Flüchtlingswohnheime, Moscheen, Kirchen und Klöster werden gestürmt und
geplündert. Crrms – also alle, die zufällig in der Nähe sind – werden mit
Keulen erschlagen. Antike Statuen und Hochhäuser werden zerstört und zu
Faustkeilen verarbeitet. Bibliotheken, Museen, Theater, alles muss dran
glauben: „Crrm s grrr isch Wutt tot gutt.“
Europa implodiert, die Moderne löst sich auf. Das neolithische Großreich
erstreckt sich von der Atlantikküste bis zur kasachischen Steppe, vom
arktischen Eis bis an den Bosporus.
Ein bisschen ratlos sind die Neo-Bewegten, wie man mit dem Internet umgehen
soll. Manche wollen es als Crrm abschaffen, andere möchten die Jugend durch
neolithische Onlineactionspiele an sich binden. Schließlich erklärt man das
Debis-Rechenzentrum in Frankfurt zum Hallawalla, einigt sich auf einen
Kanon neolithisch korrekter Onlinespiele und macht das Videospiel „Pong“
aus den siebziger Jahren zum Unterrichtsfach.

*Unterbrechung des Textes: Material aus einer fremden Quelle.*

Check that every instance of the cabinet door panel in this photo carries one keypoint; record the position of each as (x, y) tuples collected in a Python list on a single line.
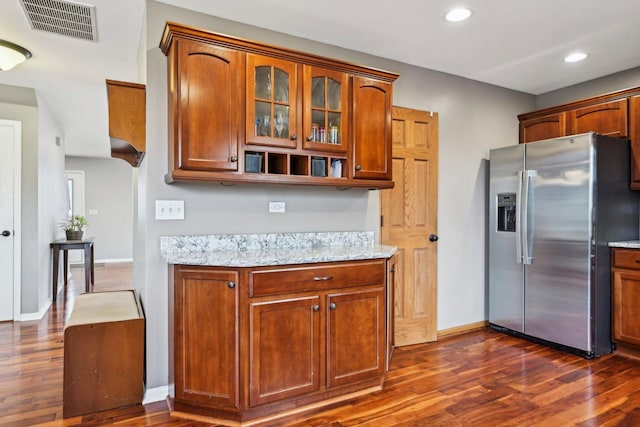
[(371, 129), (205, 337), (608, 118), (271, 102), (285, 349), (626, 300), (326, 112), (209, 102), (551, 126), (356, 336)]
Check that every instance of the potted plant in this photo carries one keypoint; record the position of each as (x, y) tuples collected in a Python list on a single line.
[(74, 227)]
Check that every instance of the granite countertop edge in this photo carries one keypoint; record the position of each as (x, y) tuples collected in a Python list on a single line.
[(278, 256), (631, 244)]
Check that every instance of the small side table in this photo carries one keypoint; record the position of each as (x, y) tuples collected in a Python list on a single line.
[(65, 245)]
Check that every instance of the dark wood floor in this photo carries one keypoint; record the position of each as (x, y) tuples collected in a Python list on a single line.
[(483, 378)]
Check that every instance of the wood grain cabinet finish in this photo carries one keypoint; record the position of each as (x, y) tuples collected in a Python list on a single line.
[(204, 107), (626, 296), (205, 368), (372, 129), (253, 342), (546, 127), (615, 114), (634, 135), (127, 120), (607, 118), (244, 111), (285, 348)]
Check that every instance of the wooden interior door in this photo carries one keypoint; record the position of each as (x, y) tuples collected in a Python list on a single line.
[(409, 221)]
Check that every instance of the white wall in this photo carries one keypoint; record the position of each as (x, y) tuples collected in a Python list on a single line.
[(42, 192), (474, 117), (612, 83), (52, 199), (109, 191)]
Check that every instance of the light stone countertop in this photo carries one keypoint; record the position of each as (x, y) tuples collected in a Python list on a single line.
[(631, 244), (243, 250)]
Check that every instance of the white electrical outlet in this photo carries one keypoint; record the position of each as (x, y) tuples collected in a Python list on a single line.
[(277, 207), (169, 209)]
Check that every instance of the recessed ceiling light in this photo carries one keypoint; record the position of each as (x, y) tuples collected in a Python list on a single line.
[(459, 14), (575, 57)]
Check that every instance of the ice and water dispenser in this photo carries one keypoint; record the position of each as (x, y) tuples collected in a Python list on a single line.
[(507, 212)]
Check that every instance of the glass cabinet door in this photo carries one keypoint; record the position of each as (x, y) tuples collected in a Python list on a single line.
[(325, 109), (271, 102)]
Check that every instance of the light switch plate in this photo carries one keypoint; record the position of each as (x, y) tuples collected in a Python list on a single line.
[(277, 207), (169, 209)]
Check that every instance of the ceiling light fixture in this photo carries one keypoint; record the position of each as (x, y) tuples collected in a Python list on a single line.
[(11, 55), (457, 15), (575, 57)]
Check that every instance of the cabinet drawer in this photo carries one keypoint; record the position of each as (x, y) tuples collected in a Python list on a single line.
[(626, 258), (316, 277)]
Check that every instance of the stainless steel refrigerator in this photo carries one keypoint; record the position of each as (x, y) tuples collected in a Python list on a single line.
[(553, 207)]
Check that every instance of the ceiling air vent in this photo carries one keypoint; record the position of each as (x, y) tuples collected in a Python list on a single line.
[(62, 17)]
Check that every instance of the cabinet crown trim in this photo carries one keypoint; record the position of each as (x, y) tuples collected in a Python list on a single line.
[(173, 29)]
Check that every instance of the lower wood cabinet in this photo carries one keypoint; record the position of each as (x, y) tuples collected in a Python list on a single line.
[(253, 342), (204, 337), (626, 298)]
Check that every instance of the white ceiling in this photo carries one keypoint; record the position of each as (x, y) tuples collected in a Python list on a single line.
[(514, 44)]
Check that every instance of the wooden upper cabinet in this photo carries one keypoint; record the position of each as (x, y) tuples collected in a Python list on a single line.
[(536, 129), (245, 111), (371, 128), (206, 104), (271, 102), (127, 120), (325, 109), (616, 114), (634, 134), (607, 118)]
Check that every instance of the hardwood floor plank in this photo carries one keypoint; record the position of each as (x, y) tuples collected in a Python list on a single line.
[(482, 378)]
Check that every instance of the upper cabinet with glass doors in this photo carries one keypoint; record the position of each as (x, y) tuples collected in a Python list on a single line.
[(271, 102), (265, 114), (325, 100)]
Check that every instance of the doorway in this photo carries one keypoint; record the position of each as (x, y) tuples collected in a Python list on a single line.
[(409, 221), (10, 186)]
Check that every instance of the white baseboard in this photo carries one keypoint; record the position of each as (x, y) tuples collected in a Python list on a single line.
[(103, 261), (155, 394), (25, 317)]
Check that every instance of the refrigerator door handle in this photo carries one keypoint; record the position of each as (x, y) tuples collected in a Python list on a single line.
[(519, 217), (527, 257)]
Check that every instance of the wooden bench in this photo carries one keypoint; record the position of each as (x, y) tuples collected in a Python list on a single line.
[(103, 353)]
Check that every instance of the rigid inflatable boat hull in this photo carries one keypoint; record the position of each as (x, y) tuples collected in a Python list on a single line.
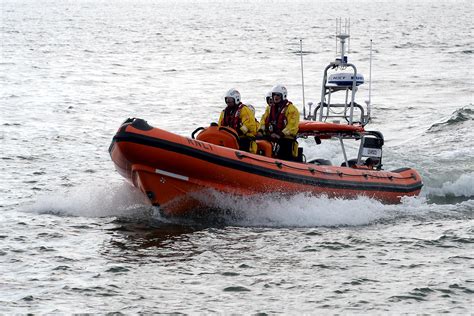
[(172, 170)]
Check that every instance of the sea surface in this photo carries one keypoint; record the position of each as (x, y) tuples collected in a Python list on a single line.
[(76, 238)]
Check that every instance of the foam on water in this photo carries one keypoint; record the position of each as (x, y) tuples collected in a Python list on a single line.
[(462, 187), (268, 210)]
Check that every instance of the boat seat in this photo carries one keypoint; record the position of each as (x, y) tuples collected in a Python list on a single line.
[(321, 162)]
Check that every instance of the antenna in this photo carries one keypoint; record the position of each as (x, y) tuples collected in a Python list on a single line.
[(302, 77), (341, 37)]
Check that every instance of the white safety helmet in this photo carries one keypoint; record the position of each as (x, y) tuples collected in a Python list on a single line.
[(252, 108), (233, 93), (268, 96), (280, 90)]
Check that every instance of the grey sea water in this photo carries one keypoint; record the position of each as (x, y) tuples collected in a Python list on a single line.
[(74, 237)]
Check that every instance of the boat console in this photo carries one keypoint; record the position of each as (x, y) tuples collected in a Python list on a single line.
[(337, 109)]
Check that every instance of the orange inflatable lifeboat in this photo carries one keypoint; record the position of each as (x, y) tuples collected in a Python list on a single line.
[(170, 169)]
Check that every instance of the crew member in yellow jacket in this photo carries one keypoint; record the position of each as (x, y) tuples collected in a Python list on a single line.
[(242, 119), (280, 122)]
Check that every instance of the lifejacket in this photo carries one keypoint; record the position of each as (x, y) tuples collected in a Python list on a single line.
[(232, 117), (277, 120)]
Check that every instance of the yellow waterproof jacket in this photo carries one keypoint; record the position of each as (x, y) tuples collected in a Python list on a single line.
[(292, 117), (247, 125)]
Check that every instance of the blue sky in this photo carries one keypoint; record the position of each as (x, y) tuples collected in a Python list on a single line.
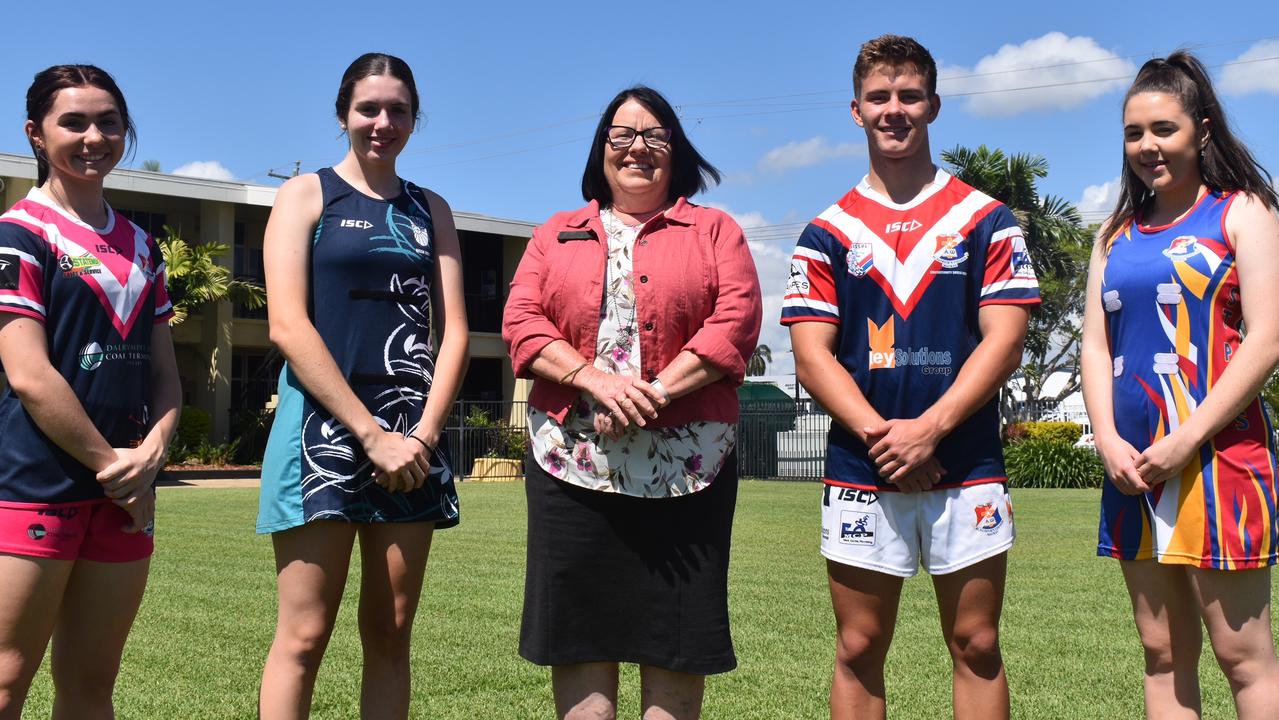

Schon wenige Jahre später ist, als Folge der Entcrrrrmmung, die Bevölkerung
Europas auf nur einige Hunderttausend geschrumpft. Die Menschen wohnen in
Höhlen und Jurten, das Sprach- und Denkvermögen, um alle Crrrrmanismen
bereinigt, glänzt in der Reinheit prähistorischer Mammutjäger. Die Welt ist
fast vollständig grumpfl.
Lasse Nettekoven, der Führer aus dem paläontologischen Museum Neandertal,
hat derweil eine steile Karriere hinter sich. Er wird als „Lalo“ (Lasse der
Prophet) verehrt. Man gräbt ihm zu Ehren Löcher in den Boden, füllt sie mit
Knochen und nennt sie Lalolo. Mumpfl, jener Bärtige mit dem alles begann,
zieht ins Museum und bewohnt dort fortan eine der Gipshöhlen. Er wird als
heiliger Mupfl angebetet und steigt zur zentralen Gottheit auf. Als solche
ernährt er sich von Bibern und Störchen und hat Sex, wann immer er will.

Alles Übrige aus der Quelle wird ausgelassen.